Netflix Inc. (NFLX) just bought an $82.7 billion headache. It dropped that much money to swallow Warner Bros. Studios and HBO Max through a buyout of Warner Bros. Discovery Inc. (WBD) — snapping up Harry Potter, Batman, Game of Thrones, and Casablanca like it was clearing out the bargain bin at a liquidation sale, suggests Keith Fitz-Gerald, editor of 5 With Fitz.
Hollywood romantics are calling it a dream merger. I think it's more like a multi-billion-dollar migraine. Why? Simple. If the “legendary” library were a real money printer, it wouldn’t have been on the clearance rack to begin with.
NFLX, WBD (YTD % Change)

Data by YCharts
Paramount Skydance Corp. (PSKY) attorneys are already crying foul, firing off a letter questioning the “fairness and adequacy” of the sale process — which is corporate-speak for “we lost, and we’re salty about it.” Regulators are sharpening their knives because this could be an e-ticket ride straight to antitrust heck. Sigh.
If you must play NFLX, forget about the price of the stock. I think there's a good case to be made that NFLX short-term volatility is seriously misplaced and that’s what you want to focus on. Or at least I do.
One way to do that is to target short-dated straddles because you're tactically going after abnormally high volatility, not making an investment play.

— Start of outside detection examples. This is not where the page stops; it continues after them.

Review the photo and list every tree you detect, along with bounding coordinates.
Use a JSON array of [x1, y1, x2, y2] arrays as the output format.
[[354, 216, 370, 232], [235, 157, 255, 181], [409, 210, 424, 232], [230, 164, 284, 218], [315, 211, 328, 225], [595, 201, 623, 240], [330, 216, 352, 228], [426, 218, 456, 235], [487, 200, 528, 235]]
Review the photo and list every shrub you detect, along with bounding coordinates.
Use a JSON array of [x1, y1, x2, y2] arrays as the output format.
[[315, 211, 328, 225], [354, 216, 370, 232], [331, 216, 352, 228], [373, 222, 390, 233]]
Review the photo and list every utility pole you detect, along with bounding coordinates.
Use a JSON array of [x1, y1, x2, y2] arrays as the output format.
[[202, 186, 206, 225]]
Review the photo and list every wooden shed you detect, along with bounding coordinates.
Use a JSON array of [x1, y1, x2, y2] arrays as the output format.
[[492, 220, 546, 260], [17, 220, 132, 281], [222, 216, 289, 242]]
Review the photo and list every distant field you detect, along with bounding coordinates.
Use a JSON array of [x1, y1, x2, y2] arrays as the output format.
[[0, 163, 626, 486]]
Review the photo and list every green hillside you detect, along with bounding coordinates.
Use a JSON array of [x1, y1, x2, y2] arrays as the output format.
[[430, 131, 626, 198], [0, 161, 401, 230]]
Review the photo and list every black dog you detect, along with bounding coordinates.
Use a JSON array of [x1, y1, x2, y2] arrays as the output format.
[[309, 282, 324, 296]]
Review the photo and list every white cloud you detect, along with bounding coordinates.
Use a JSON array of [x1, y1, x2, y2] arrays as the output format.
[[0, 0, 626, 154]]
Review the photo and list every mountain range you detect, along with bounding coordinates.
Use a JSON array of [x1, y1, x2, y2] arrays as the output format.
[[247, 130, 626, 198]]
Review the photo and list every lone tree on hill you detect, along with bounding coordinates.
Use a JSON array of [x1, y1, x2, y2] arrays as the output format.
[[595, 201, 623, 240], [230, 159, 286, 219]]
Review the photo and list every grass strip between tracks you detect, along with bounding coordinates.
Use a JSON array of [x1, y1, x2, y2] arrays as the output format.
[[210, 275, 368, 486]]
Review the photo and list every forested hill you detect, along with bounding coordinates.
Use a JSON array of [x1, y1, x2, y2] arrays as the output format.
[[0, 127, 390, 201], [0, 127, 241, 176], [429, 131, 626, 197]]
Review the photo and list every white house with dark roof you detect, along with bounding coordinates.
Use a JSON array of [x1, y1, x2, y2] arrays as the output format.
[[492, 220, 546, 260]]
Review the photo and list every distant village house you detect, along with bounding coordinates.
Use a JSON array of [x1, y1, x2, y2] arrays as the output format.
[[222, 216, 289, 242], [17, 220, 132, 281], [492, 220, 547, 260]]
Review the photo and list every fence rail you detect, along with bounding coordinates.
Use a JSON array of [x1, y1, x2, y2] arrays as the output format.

Elevated IV often snaps back like a rubber band. And when you sell a straddle, you can make money even if the price doesn’t move a lot because falling IV crushes options values.
What's more, you don't need NFLX to calm down...just be “calmer” than expected. The key in situations like this one is disciplined “sizing” - meaning that you want just enough exposure to catch the volatility pop without blowing up your account if you're wrong. Again, purely tactical, not an investment play.